The north-most of three largely ice-free valleys that trend east from midnight Plateau in the Darwin Mountains.
This valley is immediately south of Kennett Ridge. Named after Mason E. Hale (d.), lichenologist, National Museum of Natural History (Smithsonian), Washington, DC, who worked about six austral summers in the McMurdo Dry Valleys beginning c.1980.

===McKay Valley===

The central valley of three largely ice-free valleys that trend east from Midnight Plateau in the Darwin Mountains.
Named after Christopher P. McKay, physicist, NASA Ames Research Center, Moffett Field, CA, who carried out investigations in McMurdo Dry Valleys (micrometeorology, thickness of ice in frozen lakes, stability of ground ice) in 15 austral summers beginning c.1980.

===Wellman Valley===
.
A mainly ice-free valley lying just east of Midnight Plateau and north of Mount Ash.
Explored by VUWAE, 1962-63, and named for H.W. Wellman, geologist of the Victoria University of Wellington, a participant in three Antarctic expeditions.

==Southern features==
===Prebble Icefalls===
.
Icefalls on the southwestern side of Midnight Plateau.
They occupy two large cirques south westward of Mount Ellis and fall about 900 m.
Discovered by the VUWAE (1962-63) and named for W.M. Prebble, geologist with the expedition.

===Polarmail Ledge===

A relatively flat wedge-shaped platform that rises above Communication Heights in the south part of Midnight Plateau.
At 2000 m high, the feature is similar in elevation and aspect to Skilton Ledge, 1 nmi to the east.
Named in association with Richard Chapman Johnson of Nazareth, PA, radio operator involved for 16 years (1985-2001) in coordinating MARSgrams and Polarmail which have enabled personnel in Antarctica to communicate with home.
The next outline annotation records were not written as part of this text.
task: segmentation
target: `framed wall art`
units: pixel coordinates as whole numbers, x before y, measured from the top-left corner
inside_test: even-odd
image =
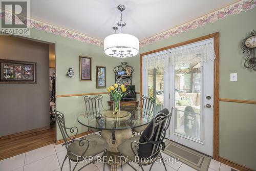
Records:
[[[96,88],[106,88],[106,67],[96,66]]]
[[[80,81],[92,80],[92,58],[79,56],[79,75]]]
[[[0,83],[36,83],[36,62],[0,59]]]

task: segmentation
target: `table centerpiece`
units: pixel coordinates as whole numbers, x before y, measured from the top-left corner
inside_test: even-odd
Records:
[[[120,114],[120,101],[121,99],[128,94],[127,89],[124,84],[115,83],[106,88],[113,101],[113,114]]]

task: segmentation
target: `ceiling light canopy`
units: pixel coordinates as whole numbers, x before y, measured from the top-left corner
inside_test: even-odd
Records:
[[[125,7],[119,5],[117,8],[121,11],[121,19],[117,25],[121,27],[121,32],[122,27],[126,25],[122,20],[122,11],[125,9]],[[116,27],[113,29],[115,32],[118,29]],[[108,56],[120,58],[132,57],[138,54],[139,51],[139,39],[132,35],[116,33],[106,36],[104,39],[104,52]]]

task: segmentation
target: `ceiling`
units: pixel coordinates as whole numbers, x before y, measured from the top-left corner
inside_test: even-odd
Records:
[[[103,40],[120,20],[123,33],[142,40],[237,2],[237,0],[33,0],[30,17]],[[120,32],[120,29],[119,30]]]

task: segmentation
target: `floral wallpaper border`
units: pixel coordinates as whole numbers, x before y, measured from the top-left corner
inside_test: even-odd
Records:
[[[198,27],[203,26],[207,23],[212,23],[218,19],[222,19],[228,15],[238,14],[242,11],[252,9],[255,6],[256,0],[239,1],[194,20],[186,23],[181,26],[140,41],[140,46],[143,47],[152,44],[156,41],[187,32],[189,30],[195,29]]]
[[[198,27],[203,26],[207,23],[214,23],[218,19],[225,18],[230,15],[238,14],[242,11],[247,11],[255,7],[256,7],[256,0],[240,1],[200,18],[140,41],[140,46],[143,47],[152,44],[156,41],[187,32],[190,29],[195,29]],[[8,18],[7,19],[9,20],[11,20],[12,17],[11,13],[6,12],[5,15],[7,16],[6,17],[6,18]],[[2,12],[0,13],[0,18],[2,18],[3,17],[5,17],[4,13]],[[35,28],[39,30],[44,31],[55,35],[61,35],[63,37],[66,37],[70,39],[75,39],[93,45],[100,47],[103,46],[103,41],[87,36],[81,33],[32,18],[29,18],[28,22],[29,22],[29,27],[30,28]]]

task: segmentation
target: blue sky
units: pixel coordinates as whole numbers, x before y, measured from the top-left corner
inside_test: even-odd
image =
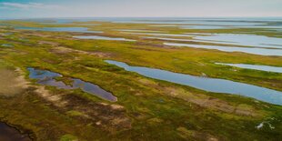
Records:
[[[0,0],[0,18],[282,16],[282,0]]]

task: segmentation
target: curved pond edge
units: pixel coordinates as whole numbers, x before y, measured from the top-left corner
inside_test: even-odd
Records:
[[[267,103],[282,106],[282,92],[266,87],[226,79],[173,73],[156,68],[131,66],[126,63],[113,60],[105,60],[105,62],[150,78],[188,86],[207,92],[243,96]]]

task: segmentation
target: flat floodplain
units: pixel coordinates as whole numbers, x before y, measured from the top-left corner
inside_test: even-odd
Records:
[[[0,129],[36,140],[277,140],[280,21],[2,20]]]

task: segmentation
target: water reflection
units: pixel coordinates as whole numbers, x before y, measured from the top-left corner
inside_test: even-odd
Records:
[[[208,92],[240,95],[247,97],[253,97],[264,102],[282,106],[282,92],[265,87],[225,79],[208,78],[173,73],[161,69],[130,66],[125,63],[117,61],[106,60],[106,62],[125,68],[127,71],[136,72],[142,76],[155,79],[189,86]]]

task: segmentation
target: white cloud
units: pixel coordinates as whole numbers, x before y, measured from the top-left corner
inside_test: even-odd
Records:
[[[27,4],[0,3],[0,5],[2,5],[2,7],[5,7],[5,8],[20,8],[20,9],[31,9],[31,8],[35,8],[35,9],[60,9],[60,8],[65,8],[61,5],[45,5],[45,4],[41,4],[41,3],[27,3]]]

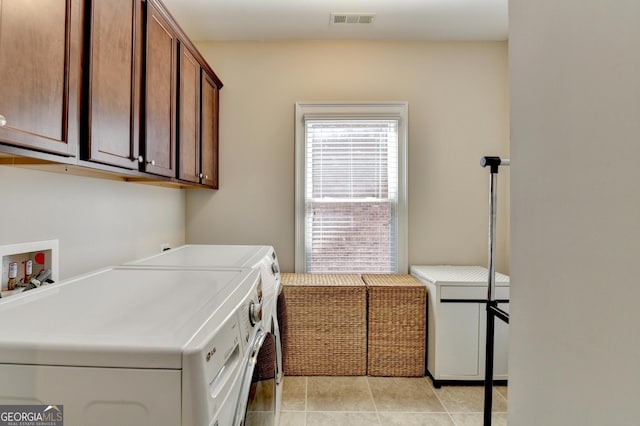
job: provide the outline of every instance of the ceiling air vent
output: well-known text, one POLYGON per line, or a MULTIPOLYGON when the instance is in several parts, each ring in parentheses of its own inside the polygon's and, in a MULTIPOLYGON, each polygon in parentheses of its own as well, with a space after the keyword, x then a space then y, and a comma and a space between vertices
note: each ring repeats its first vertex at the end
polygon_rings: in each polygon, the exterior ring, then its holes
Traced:
POLYGON ((332 13, 332 25, 373 24, 375 13, 332 13))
===Communication Heights===

A group of highly eroded ice-free elevations to the south of Midnight Plateau.
The feature rises to about 1800 m high between Conant Valley and Grant Valley. So named because features in the area are named for communication workers.

===Skilton Ledge===

A relatively flat rectangular rock platform at the southeast margin of Midnight Plateau, Darwin Mountains.
The upper surface 2070 m high is ice covered but a rock cliff forms the south end.
Named after Larry Skilton, Connecticut ham radio operator who made phone patches in the United States to complete radio communications from United States Antarctic Project (USAP) science stations including Palmer, McMurdo, Byrd surface station, and particularly South Pole. He worked a regular nightly schedule for 11 years (1990-2001) and arranged the completion of several thousand calls.